For some drive-ins, like the Showboat Drive-In Theater in Hockley, outside Houston, it led to a momentary uptick in business. As Showboat owner Andrew Thomas told The Associated Press, ticket sales increased by about 40% one March weekend when the theater otherwise would have expected a 40% loss. “Obviously this isn’t the way you’d want it to occur, but I’m excited for the idea that there may be a new generation of people that will get to experience going to a drive-in theater,” he said.

To find a drive-in near you, check out our story Drive In, Chill Out.

Feather in Their Caps

The Texas Parks and Wildlife Department and Audubon Texas have selected Bastrop, Dallas, Houston and Port Aransas for the Bird City Texas distinction. They are recognized for community engagement, habitat management and threat reduction for birds in the inaugural year of the campaign. Their Bird City designations last through 2022.

Culinary Canvas

Palo Duro Love Letters looks at Georgia O’Keeffe’s creative legacy—her paintings and writing—from her time in Texas 100 years ago.

When the artist died in 1986, she left behind a collection of some 300 recipes, which Sotheby’s auctioned in March, along with artistic works, books, clothes and other personal effects from the estates of O’Keeffe and her husband, noted photographer Alfred Stieglitz.
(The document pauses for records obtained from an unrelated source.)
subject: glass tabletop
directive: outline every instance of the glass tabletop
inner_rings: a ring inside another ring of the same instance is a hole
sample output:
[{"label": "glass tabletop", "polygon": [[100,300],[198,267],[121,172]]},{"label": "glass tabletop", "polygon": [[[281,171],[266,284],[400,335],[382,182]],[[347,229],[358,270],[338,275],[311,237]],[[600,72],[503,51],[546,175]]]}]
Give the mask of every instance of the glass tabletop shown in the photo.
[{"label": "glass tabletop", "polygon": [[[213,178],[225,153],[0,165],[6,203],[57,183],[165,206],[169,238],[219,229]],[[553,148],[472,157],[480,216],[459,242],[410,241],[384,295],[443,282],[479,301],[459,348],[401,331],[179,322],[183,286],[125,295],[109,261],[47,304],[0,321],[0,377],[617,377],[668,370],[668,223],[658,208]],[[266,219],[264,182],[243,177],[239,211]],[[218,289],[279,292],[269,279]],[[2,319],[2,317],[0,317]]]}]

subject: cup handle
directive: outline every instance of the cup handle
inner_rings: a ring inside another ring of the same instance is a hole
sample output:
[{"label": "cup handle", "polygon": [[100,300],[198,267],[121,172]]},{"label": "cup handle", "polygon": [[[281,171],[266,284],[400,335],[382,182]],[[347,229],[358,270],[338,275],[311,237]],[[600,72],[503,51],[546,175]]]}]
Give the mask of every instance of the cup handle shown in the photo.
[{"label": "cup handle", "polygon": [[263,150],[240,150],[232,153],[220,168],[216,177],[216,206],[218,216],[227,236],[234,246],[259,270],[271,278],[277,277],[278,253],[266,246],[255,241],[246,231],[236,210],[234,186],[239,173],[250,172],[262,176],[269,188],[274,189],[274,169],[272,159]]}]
Yale University’s Beinecke Rare Book & Manuscript Library paid $17.2 million for the whole lot.

The recipes, many handwritten on notecards, slips of paper and hotel stationery, reflect O’Keeffe’s culinary passions. She was as exacting in her kitchen as she was on her canvases, growing vegetables at her New Mexico home, obtaining eggs from a local woman and weekly making yogurt from goat’s milk.
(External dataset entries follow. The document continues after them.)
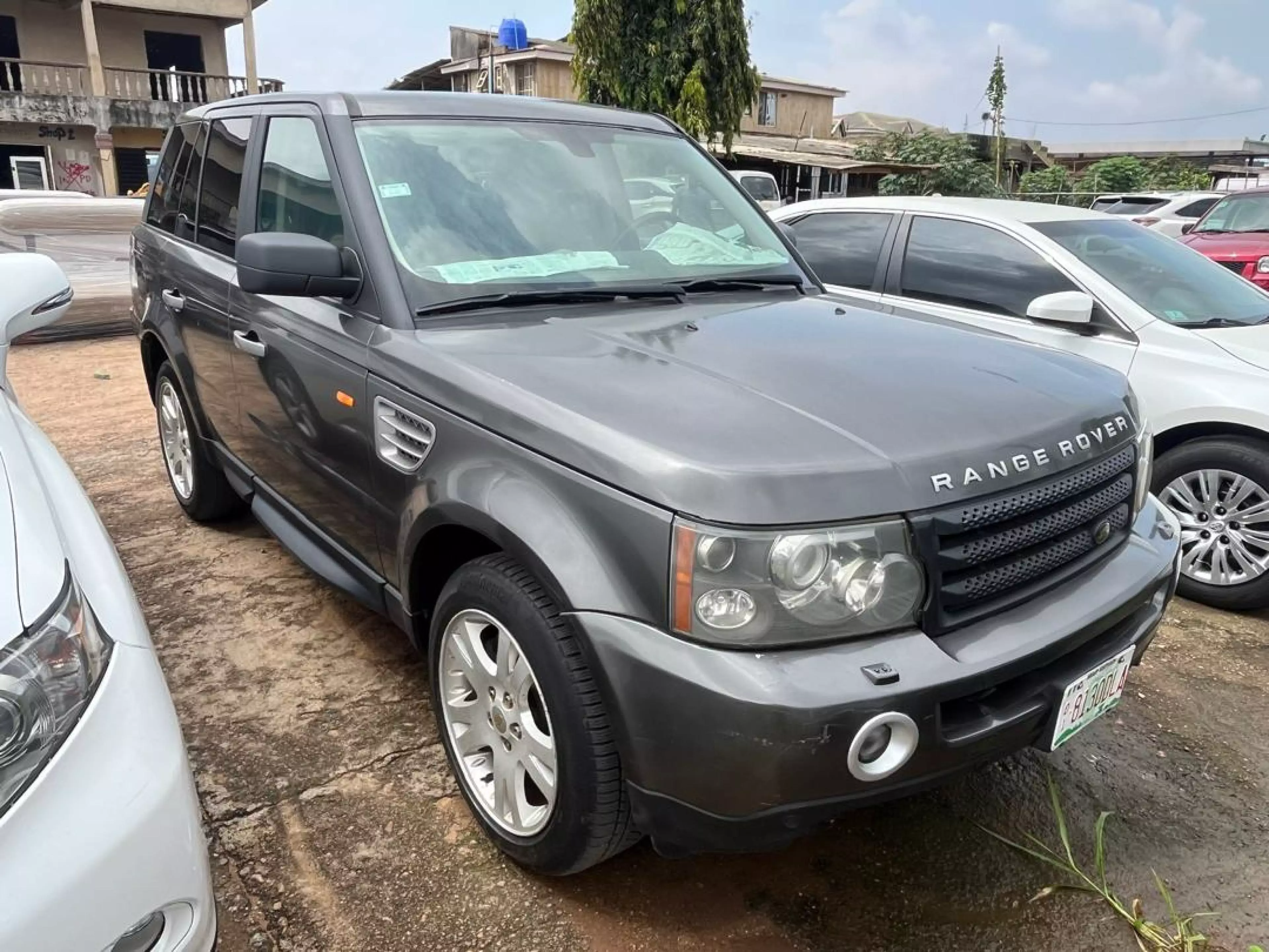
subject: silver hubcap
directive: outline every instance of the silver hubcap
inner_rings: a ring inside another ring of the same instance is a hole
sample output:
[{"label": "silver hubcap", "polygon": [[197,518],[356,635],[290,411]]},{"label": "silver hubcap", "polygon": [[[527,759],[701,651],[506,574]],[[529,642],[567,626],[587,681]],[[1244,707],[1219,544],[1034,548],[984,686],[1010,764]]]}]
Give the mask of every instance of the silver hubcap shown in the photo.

O’Keeffe and her guests enjoyed a variety of dishes, including pecan butterball cookies, tomato aspic, vegetable soup, applesauce and chicken flautas.

Waving Old Glory

The U.S. flag is said to have been raised on San José Island, a sand barrier between Matagorda Island and Mustang Island in the Gulf, on July 26, 1845—the first time it was flown in Texas.

By the Numbers: 1.6 Million

That’s how many copies of Texas Co-op Power magazine are mailed to subscribers—mostly electric cooperative members—every month.

This reminds us that July 1 is National Postal Worker Day.

High-Tech Tilling

Mergdata, an online platform for small-scale farmers, made Time magazine’s list of the 100 best inventions in 2019. Farmers use the service to get information about the weather, produce prices and financial services. Mergdata is helping more than 200,000 farmers in 13 countries in Africa.